In retrospect, it’s clear why Elizabeth II did not want to force the issue. Divorced people were excluded from royal garden parties and other gatherings in the sovereign’s palaces and on the royal yacht. Her grandfather had first admitted “innocent parties” in divorce to the Royal Enclosure at Ascot, and the Queen had relented to include “guilty parties” as well. Still, she had an almost visceral reaction to divorce, which she had inveighed against in her only major speech as a princess. “She strongly believed that divorce was catching,” said Lady Elizabeth Anson, a cousin of the Queen through the Queen Mother’s Bowes Lyon family. “If one got divorced, it made it easier for another unhappy couple to get divorced.”
W
ITH THE RESOLUTION
of Margaret’s dilemma delayed, the Queen turned her full attention to the culmination of the continuing coronation celebration: an ambitious five-and-a-half-month tour of Commonwealth countries, covering 43,000 miles from Bermuda to the Cocos Islands, by plane and ship. It was her first extended trip as sovereign, and the first time a British monarch had circled the globe. By one accounting, she heard 276 speeches and 508 renditions of “God Save the Queen,” made 102 speeches, shook 13,213 hands, and witnessed 6,770 curtsies.
Elizabeth II’s role as the symbolic head of the Commonwealth of Nations not only enhanced her place in the world and extended her reach, it became a source of pride and pleasure and an essential part of her identity. “She sees herself fused into that instrument that was originally an empire,” said former Canadian prime minister Brian Mulroney after she had been leader of the organization for nearly sixty years. Sir Philip Moore, her private secretary from 1977 to 1986, once estimated that she devoted half of her time to the Commonwealth. Over the course of her reign she would visit most member nations multiple times.
In 1949 the London Declaration created the modern Commonwealth with the removal of “British” from its name, while recognizing King George VI as “Head of the Commonwealth.” That year, newly independent India pledged to keep its membership when it became a republic, setting the stage for British colonies to join as they sought independence. The Irish Free State had become a republic the previous year, ending the British monarch’s role as head of state. In a further demonstration of antipathy for Britain rooted in centuries of domination as well as bitterness over the island’s partition, the new Republic of Ireland left the Commonwealth. Other newly independent nations eagerly joined in the years to come, however. “The transformation of the Crown from an emblem of dominion into a symbol of free and voluntary association … has no precedent,” Elizabeth II observed after twenty-five years on the throne.

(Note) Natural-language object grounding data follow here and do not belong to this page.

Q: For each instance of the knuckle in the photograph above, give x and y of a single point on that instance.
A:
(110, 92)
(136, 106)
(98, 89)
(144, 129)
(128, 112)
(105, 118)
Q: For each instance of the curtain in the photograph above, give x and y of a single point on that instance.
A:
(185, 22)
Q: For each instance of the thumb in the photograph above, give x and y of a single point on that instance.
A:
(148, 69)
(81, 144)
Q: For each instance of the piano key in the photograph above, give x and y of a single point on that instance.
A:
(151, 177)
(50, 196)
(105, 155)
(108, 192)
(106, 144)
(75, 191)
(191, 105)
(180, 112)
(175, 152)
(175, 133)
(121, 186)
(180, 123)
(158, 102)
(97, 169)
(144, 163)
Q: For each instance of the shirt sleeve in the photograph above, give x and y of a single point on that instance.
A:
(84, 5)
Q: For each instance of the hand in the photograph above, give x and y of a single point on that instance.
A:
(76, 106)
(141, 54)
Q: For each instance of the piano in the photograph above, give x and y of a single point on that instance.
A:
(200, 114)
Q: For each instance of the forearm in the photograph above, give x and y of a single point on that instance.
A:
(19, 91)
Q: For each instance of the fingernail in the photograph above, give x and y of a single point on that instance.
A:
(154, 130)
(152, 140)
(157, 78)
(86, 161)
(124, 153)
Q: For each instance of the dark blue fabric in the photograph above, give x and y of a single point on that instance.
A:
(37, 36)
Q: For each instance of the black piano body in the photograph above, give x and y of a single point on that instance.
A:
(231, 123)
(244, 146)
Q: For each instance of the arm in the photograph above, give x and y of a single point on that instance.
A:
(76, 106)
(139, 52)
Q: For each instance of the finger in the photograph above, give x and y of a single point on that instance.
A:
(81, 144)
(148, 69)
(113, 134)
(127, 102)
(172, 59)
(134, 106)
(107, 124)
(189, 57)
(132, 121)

What began as a cozy group of eight members—Britain, Canada, Australia, New Zealand, South Africa, Pakistan, Ceylon, and India—would grow to fifty-four by the early twenty-first century, representing almost one third of the world’s population. Most of the member nations became republics, but some (Brunei and Tonga among them) had monarchs of their own, and all twenty-nine realms and territories where Elizabeth II reigned as Queen belonged as well.
Embracing First and Third World countries, large and small, from all regions except the Middle East, the Commonwealth dedicated itself to giving its members equal voice and a sense of kinship. With English as the shared language, it served as a forum for the promotion of good government, education, economic development, and human rights—although its main weakness was a tendency to dither over the egregious abuses of tyrants.